Jordan turned towards Annie. “How about your own families, Dr. Annie? How have they coped with this once-in-a-century event?” he asked.
‘Too personal,’ Annie thought. She didn’t like attention focused on their kids, since she worried they sometimes felt dragged into their mothers’ lives. So she proceeded slowly while deciding how best to reply. ‘Start with facts,’ she told herself. And then to the camera, “Well, Abby and her husband have four children, and my husband and I have three. Hopefully the same things Annie has cautioned everyone about are things our children have learned from us. But just in case,” Annie turned to the camera, “stop splashing around in the yard, kids!”, she said with a smile.
“Of course it takes a bit out of a person,” Annie continued as she turned back to Jordan, “and children have a harder time understanding how it all fits together and how it may be impacting them. In my family practice office, I sometimes have to focus more on emotional health and evaluate whether a child’s symptoms may have a mental source as much as a physical one. And I know our kids are no different, as they are feeling upset the rain won’t stop, sad when they hear about people’s homes being flooded, and even a bit depressed that their lives are seemingly on-hold, not being able to go outside and play, not being able to have sports practice or games take place, and not even being able to make plans for the weekend, as people are unsure of exactly what is coming next. I encourage all parents to be vigilant in looking out for these impacts on their own children and talk to them about what is happening. An apple a day may keep the doctor away, but having a conversation with your child while she is eating the apple can improve the mental health for the whole family.” Annie smiled, partly to be reassuring but mostly because she thought that was a really good pivot away from personal matters and back to the general topic.

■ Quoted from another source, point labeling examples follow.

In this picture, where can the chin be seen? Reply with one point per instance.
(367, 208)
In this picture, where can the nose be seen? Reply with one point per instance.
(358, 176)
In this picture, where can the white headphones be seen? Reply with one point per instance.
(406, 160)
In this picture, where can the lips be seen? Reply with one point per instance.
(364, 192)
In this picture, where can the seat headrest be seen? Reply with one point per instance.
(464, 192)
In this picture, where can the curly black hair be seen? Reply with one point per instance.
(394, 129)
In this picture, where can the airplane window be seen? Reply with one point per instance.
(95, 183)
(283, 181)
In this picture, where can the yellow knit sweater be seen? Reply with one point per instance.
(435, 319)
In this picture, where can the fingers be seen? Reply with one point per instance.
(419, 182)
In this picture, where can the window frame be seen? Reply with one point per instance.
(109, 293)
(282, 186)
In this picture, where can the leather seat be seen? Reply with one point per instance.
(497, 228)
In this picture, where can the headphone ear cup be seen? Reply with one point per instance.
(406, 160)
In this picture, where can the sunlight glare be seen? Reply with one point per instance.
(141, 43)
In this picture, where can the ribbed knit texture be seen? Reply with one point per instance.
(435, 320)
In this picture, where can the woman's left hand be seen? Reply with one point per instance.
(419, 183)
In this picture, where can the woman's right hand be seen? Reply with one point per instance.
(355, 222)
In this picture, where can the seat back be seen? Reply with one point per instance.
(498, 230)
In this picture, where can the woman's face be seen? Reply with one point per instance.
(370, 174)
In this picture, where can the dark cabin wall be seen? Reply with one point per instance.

The interview continued for another 15 minutes, with more questions about health warnings, experiences in Africa with the rainy season there, a bit more about the medical mission – which both Annie and Abby were able to shamelessly plug for a couple of minutes – and finally some thoughts about what this meant for the future. Was this to be the ‘new normal’ from a weather pattern perspective, Mr. James asked the audience. Would Chicago take on a rainy season like West Central Africa? After it was all done, the twins just hoped that the condensed 5-minute broadcast would be helpful for those that viewed it.